Clases de dibujo
04-04-07 Antonio Soto
El señor Pous, mi profesor culturista de dibujo, no tenía la pilila corta, pero sí la imaginación, por lo que supongo que la historia que nos planteó como ejercicio de clase era prestada.
"Caballeros, atención por favor –(por aquel entonces, los profesores ciclados de dibujo nos trataban de usted)-. Les voy a contar un cuento del que tendrán que sacar conclusiones ilustradas.
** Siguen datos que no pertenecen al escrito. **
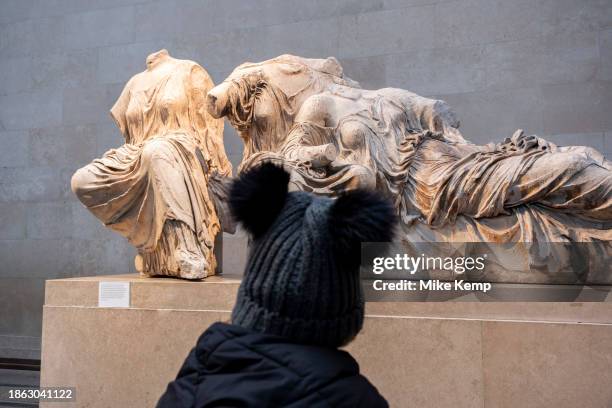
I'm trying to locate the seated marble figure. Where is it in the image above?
[208,55,612,283]
[72,50,232,279]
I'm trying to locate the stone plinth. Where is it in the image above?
[41,275,612,408]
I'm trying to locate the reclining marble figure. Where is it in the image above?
[207,55,612,282]
[72,50,232,279]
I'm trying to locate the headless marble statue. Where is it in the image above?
[208,55,612,283]
[72,50,232,279]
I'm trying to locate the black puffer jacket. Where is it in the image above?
[157,323,388,408]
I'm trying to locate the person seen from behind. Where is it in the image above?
[157,163,396,408]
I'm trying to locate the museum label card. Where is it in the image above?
[98,282,130,307]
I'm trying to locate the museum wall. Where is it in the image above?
[0,0,612,356]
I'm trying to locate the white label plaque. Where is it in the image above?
[98,282,130,307]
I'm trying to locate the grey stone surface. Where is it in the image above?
[0,0,612,356]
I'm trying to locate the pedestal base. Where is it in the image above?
[41,275,612,408]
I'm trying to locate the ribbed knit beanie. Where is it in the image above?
[230,163,395,347]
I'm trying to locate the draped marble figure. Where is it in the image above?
[72,50,232,279]
[207,55,612,282]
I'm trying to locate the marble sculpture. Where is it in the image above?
[72,50,232,279]
[207,55,612,282]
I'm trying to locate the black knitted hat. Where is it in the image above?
[230,163,395,347]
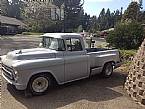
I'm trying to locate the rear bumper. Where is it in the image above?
[2,71,27,90]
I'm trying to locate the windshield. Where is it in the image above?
[43,37,65,51]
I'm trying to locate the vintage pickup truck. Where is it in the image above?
[1,33,121,95]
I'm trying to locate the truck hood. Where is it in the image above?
[6,48,56,60]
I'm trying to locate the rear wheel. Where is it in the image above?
[27,74,52,95]
[101,63,113,78]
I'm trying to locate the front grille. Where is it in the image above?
[2,64,14,80]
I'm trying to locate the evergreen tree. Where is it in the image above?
[8,0,23,19]
[122,2,140,21]
[0,0,9,16]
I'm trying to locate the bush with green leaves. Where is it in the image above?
[106,22,145,49]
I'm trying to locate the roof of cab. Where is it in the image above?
[42,33,81,39]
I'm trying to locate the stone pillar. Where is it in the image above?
[125,40,145,105]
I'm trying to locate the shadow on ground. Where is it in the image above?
[7,73,126,109]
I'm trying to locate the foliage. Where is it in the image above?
[106,22,144,49]
[120,50,137,62]
[8,0,23,19]
[90,8,123,33]
[122,2,140,21]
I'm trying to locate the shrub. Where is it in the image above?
[120,50,137,62]
[106,22,144,49]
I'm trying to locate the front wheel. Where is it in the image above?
[27,74,52,95]
[101,63,113,78]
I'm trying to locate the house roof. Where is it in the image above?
[0,15,25,26]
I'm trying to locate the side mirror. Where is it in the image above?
[39,43,43,47]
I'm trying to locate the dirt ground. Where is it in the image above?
[0,36,145,109]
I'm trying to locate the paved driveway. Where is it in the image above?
[0,36,145,109]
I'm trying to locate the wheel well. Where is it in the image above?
[29,72,57,84]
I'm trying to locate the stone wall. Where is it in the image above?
[125,40,145,105]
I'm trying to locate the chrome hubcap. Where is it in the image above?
[32,77,48,93]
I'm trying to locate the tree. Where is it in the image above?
[64,0,83,32]
[98,8,106,30]
[8,0,23,19]
[122,2,140,21]
[0,0,9,16]
[106,22,145,49]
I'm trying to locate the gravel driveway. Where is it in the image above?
[0,36,145,109]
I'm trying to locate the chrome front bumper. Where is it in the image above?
[1,63,26,90]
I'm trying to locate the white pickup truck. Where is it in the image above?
[1,33,121,95]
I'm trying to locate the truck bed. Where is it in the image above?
[86,48,112,53]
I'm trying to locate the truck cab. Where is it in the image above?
[1,33,120,95]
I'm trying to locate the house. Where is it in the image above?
[0,15,25,35]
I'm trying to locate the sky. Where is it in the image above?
[84,0,145,16]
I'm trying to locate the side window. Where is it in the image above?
[66,38,83,51]
[66,39,72,51]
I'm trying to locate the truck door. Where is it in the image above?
[64,38,89,81]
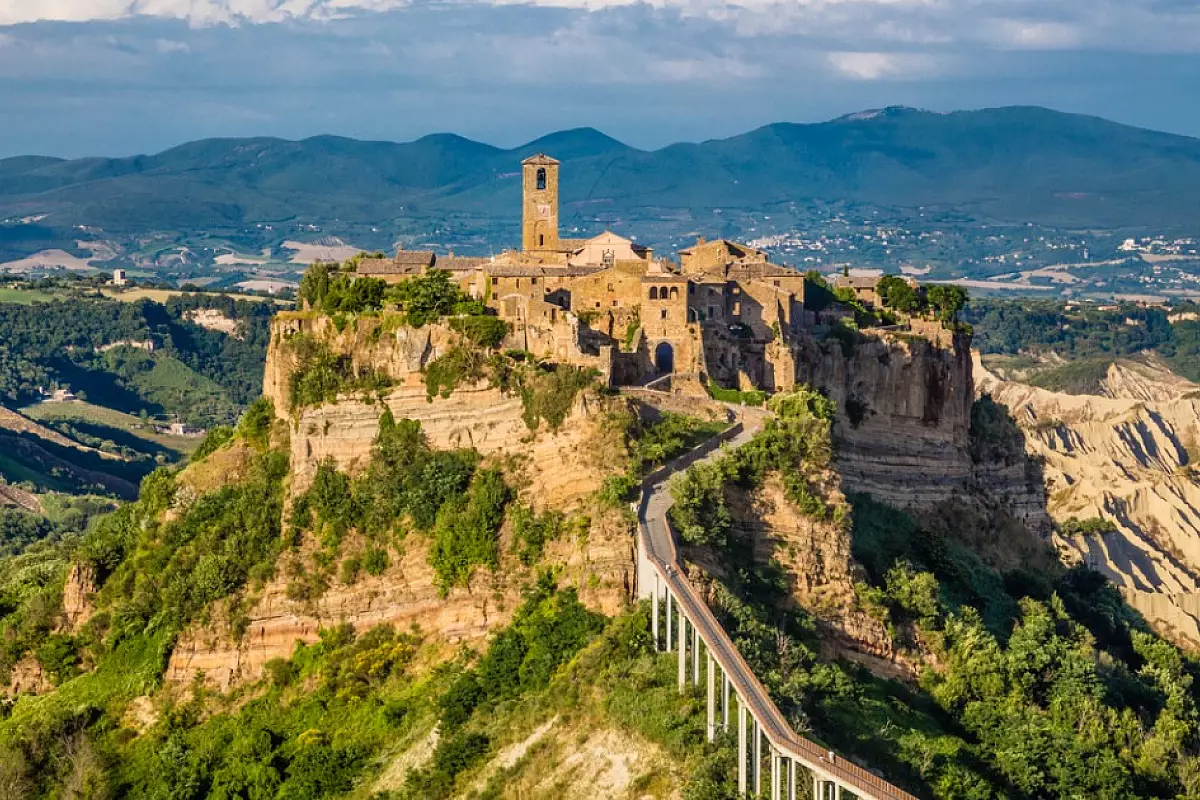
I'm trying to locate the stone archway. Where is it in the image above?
[654,342,674,375]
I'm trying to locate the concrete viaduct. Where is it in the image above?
[637,409,917,800]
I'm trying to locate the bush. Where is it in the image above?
[430,469,511,593]
[521,363,599,431]
[388,270,472,327]
[450,315,512,350]
[512,506,564,566]
[341,558,362,587]
[362,547,390,576]
[425,347,487,401]
[37,633,79,686]
[238,397,275,450]
[192,425,234,462]
[707,378,767,408]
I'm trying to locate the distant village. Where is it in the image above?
[355,155,944,391]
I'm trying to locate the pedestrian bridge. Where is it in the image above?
[637,409,916,800]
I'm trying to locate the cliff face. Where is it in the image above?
[796,326,974,507]
[167,513,635,690]
[168,317,635,687]
[977,362,1200,645]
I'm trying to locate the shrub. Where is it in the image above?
[362,547,390,576]
[238,397,275,450]
[450,315,512,350]
[430,469,511,593]
[512,506,564,566]
[37,633,79,685]
[192,425,234,462]
[425,347,486,401]
[341,557,362,587]
[521,363,599,431]
[388,270,470,327]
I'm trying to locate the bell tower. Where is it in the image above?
[521,152,558,252]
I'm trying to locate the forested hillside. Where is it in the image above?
[965,299,1200,393]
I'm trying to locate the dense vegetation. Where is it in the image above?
[966,300,1200,383]
[0,289,274,425]
[673,383,1200,799]
[292,409,512,596]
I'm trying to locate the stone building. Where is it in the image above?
[358,154,883,391]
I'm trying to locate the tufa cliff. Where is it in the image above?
[168,315,634,687]
[796,320,974,507]
[976,352,1200,646]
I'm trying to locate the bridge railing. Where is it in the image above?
[637,422,917,800]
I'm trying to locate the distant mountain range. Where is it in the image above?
[0,107,1200,248]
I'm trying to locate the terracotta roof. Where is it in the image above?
[392,249,437,266]
[833,275,880,289]
[485,265,605,278]
[679,239,767,258]
[436,255,490,272]
[354,259,422,276]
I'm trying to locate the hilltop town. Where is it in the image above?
[353,154,965,393]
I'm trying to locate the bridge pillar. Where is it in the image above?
[667,588,671,652]
[721,669,730,730]
[738,697,748,798]
[754,717,762,798]
[650,572,660,652]
[676,608,688,693]
[704,652,716,741]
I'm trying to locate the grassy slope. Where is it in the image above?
[20,401,200,455]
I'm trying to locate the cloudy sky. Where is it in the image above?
[0,0,1200,157]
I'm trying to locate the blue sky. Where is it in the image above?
[0,0,1200,157]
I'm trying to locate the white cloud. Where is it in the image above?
[826,52,936,80]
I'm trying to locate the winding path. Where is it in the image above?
[637,407,916,800]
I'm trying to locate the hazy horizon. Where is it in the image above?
[0,0,1200,157]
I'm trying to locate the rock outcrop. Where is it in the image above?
[167,317,634,687]
[62,561,96,633]
[797,326,974,507]
[684,476,916,678]
[976,352,1200,644]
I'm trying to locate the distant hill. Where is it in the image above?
[0,107,1200,236]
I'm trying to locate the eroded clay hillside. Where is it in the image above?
[976,360,1200,645]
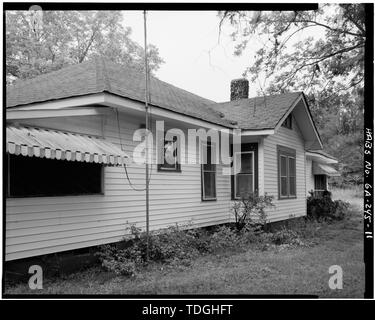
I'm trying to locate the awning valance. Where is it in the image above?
[6,125,129,165]
[313,162,340,177]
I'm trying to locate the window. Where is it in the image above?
[277,146,297,199]
[234,151,254,199]
[314,174,327,191]
[201,142,216,201]
[7,155,103,197]
[281,113,293,129]
[158,136,181,172]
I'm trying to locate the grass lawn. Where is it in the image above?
[5,190,364,298]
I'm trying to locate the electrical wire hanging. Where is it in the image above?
[114,108,152,191]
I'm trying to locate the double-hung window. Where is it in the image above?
[277,146,297,199]
[158,136,181,172]
[7,154,104,198]
[201,142,216,201]
[234,151,255,199]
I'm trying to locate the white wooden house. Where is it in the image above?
[4,58,336,261]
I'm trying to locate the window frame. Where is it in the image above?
[200,141,217,201]
[281,113,293,130]
[277,145,297,200]
[314,174,328,191]
[233,151,255,200]
[158,133,181,172]
[5,153,105,199]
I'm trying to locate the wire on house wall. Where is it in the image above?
[114,108,152,191]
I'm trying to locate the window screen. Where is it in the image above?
[7,155,103,197]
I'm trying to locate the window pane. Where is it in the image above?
[241,153,253,173]
[203,172,216,198]
[289,157,296,177]
[280,156,287,177]
[202,144,215,171]
[280,177,288,196]
[162,141,177,169]
[236,174,254,198]
[9,155,102,197]
[289,177,296,196]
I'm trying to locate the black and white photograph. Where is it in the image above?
[2,2,374,304]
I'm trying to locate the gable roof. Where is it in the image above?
[210,92,302,130]
[7,57,316,130]
[7,57,234,127]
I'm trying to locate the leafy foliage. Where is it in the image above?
[219,4,366,93]
[5,11,163,83]
[232,193,274,230]
[219,4,366,186]
[307,192,349,220]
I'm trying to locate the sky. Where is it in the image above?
[123,11,258,102]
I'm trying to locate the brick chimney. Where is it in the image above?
[230,78,249,101]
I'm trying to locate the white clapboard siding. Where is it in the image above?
[263,118,306,221]
[6,114,231,260]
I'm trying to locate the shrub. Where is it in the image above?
[271,228,301,245]
[307,192,349,220]
[209,225,242,252]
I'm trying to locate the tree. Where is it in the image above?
[219,4,366,183]
[6,11,164,83]
[219,4,366,95]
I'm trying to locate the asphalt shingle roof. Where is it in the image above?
[7,57,302,130]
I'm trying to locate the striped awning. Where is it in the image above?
[313,162,340,177]
[6,125,129,165]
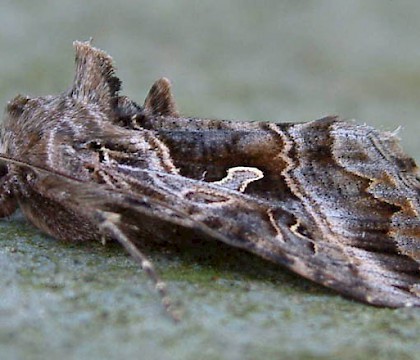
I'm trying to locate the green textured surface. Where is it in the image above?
[0,0,420,360]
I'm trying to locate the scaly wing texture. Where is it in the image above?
[4,43,420,307]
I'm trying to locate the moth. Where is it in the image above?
[0,42,420,318]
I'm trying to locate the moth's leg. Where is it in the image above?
[97,211,180,322]
[0,164,18,218]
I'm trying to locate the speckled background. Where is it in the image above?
[0,0,420,360]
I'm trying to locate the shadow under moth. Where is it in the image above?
[0,42,420,320]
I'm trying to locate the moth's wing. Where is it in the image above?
[97,118,420,307]
[69,41,121,118]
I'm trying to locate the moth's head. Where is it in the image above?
[0,95,50,156]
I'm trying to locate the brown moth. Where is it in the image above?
[0,42,420,318]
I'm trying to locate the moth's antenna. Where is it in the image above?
[97,210,180,322]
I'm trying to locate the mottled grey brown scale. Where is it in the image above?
[0,42,420,312]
Érase una vez un niño de unos once o doce años, la edad que tienen ustedes en este momento. El niño se llamaba Pedro Juan y era el hijo único de don Julián, concejal de residuos sólidos y alférez provisional, y doña Marisa, sus labores –(resulta evidente que el señor Pous se estaba gustando, dado lo detallista de la narración)-. Pues bien, -prosiguió- a Pedro Juan se le consentía todo, en su condición de niño mimado. Tan sólo una cosa le estaba vedada: no debía entrar bajo ningún concepto en la habitación que permanecía cerrada al final del pasillo. Lo cierto es que Pedro Juan no había sentido nunca demasiada curiosidad por lo que pudiera ocurrir detrás de aquella puerta. Cuando convives desde siempre con una costumbre, por extraña que ésta sea, termina por parecer algo natural. Sin embargo, de un tiempo a esta parte el niño comenzaba a experimentar cierta inquietud cada vez que su madre limpiaba aquella habitación. ¿Qué esconderán mis padres en esa habitación? –se preguntaba-. Debe tratarse de un secreto terrible. Algo tan espantoso que ni a mí, su hijo, pueden confesar. Y en estas conjeturas entretenía las horas el bueno de Pedro Juan, cada día más resuelto a investigar el misterio.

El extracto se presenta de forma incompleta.